Fibroblast-like synoviocytes can be distinguished from other fibroblasts by the marked expression of CD55 or complement decay accelerating factor. CD55 can act as a cellular ligand for the sevenspan-transmembrane molecule CD97, which is expressed by nearly all intimal macrophages. The microarchitecture of the intimal lining layer strongly suggests that intimal macrophages and fibroblast-like synoviocytes may specifically interact via this ligand pair. Of note is that intimal macrophages exhibit stronger expression of CD97 than macrophages in the synovial sublining, illustrating the highly activated phenotype of the intimal macrophages in rheumatoid synovial tissue. The exact role of the CD55-CD97 interaction in the pathogenesis of RA remains to be elucidated.
The macrophages often also constitute the majority of the inflammatory cells in the synovial sublining. Macrophage infiltration occurs preferentially in areas adjacent to the articular cartilage. Of interest is that most cells in areas where synovial cells display tumour-like morphology are macrophages. The preferential accumulation of macrophages at the pannus-cartilage junction is probably related to the expression of a range of adhesion molecules by macrophages and to the effects of selective chemotactic factors.
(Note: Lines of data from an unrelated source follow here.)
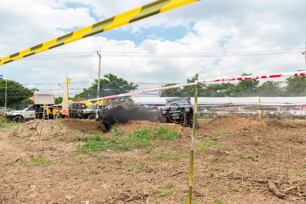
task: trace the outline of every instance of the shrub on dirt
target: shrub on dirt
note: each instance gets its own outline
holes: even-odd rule
[[[161,126],[155,132],[147,128],[131,132],[126,138],[114,138],[93,136],[78,137],[74,139],[77,141],[87,141],[86,144],[77,145],[80,150],[84,151],[105,151],[108,149],[132,151],[137,148],[145,148],[147,150],[152,149],[154,146],[152,140],[154,139],[170,140],[178,138],[181,135],[177,131]]]
[[[208,139],[203,139],[198,143],[196,149],[198,151],[201,151],[207,150],[210,146],[214,147],[218,147],[223,146],[225,143],[219,143],[214,140],[211,140]]]
[[[0,120],[0,130],[5,129],[11,129],[14,126],[18,125],[16,122],[13,122],[6,119],[2,118]]]

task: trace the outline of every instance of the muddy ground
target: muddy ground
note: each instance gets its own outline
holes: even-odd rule
[[[267,143],[260,120],[199,120],[193,203],[306,202],[306,125],[265,122]],[[180,137],[129,140],[161,124],[130,121],[103,134],[94,121],[48,120],[38,144],[41,124],[0,125],[0,203],[187,203],[190,129],[163,124]],[[99,146],[84,139],[93,137]],[[283,198],[269,191],[271,181]]]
The importance of these cells and their soluble mediators is supported by clinical observations. Local disease activity is particularly associated with the number of macrophages and the expression of cytokines, such as tumour necrosis factor (TNF)-a and interleukin-6, in synovial tissue. There is also a significant positive correlation between intimal lining layer depth and cell counts for macrophages in the synovial sublining on the one hand, and radiographic signs of joint destruction after follow up on the other.
The pivotal role of TNF-a, at least in the majority of RA patients, has been confirmed by the impressive effects of specific therapeutic strategies targeting the TNF-a molecule. The importance of cytokines, which are mainly derived from macrophages, is also illustrated by the effects of treatment aimed at blocking the effects of interleukin-1 and interleukin-6.
These observations have stimulated studies of the factors that drive the production of proinflammatory cytokines, such as TNF-a. It has been suggested that cytokinestimulated T cells may contribute to the excessive production of TNF-a in synovial tissue. Among the cytokines that can promote a Th1-like proinflammatory response in the synovium are interleukin-12 and probably also IL-18. Interleukin-15 is another cytokine that has drawn a lot of attention as a potential factor implicated in the interaction between T cells and TNF-a-producing macrophages. In addition to cytokines, cell-surface molecules may also play a role in driving the production of proinflammatory cytokines and matrix metalloproteinases by macrophages and fibroblast-like synoviocytes.
There has been increased interest in the pathological changes at the site of inflammation in patients with various forms of arthritis. Several studies have focused on methodological matters concerning synovial biopsy procedures, sampling error and the methods used to quantify synovial inflammation. This has led to the first steps in the development of quality control systems and the standardization of methodology.
Preliminary studies have identified features of synovial tissue that are associated with specific arthritides. More extensive studies could yield important information for differential diagnosis and estimating prognosis. Moreover, studies on serial biopsy samples after experimental therapy may help to understand the mechanism of action of specific interventions. Such studies may also provide insight into the role of specific cells and molecules in the pathogenesis. Based on these and other investigations, macrophages and fibroblast-like synoviocytes have been recognized as key players in the effector phase of rheumatoid arthritis.
There is an increasing recognition that patients with synovitis of recent onset have divergent pathogenic mechanisms underlying what appear to be relatively similar clinical phenotypes. There is also a recognition that there are major differences in the outcome of early synovitis. The challenge facing investigators in this area is clarifying how these mechanisms determine outcome and, in turn, which mechanisms are the most appropriate therapeutic targets.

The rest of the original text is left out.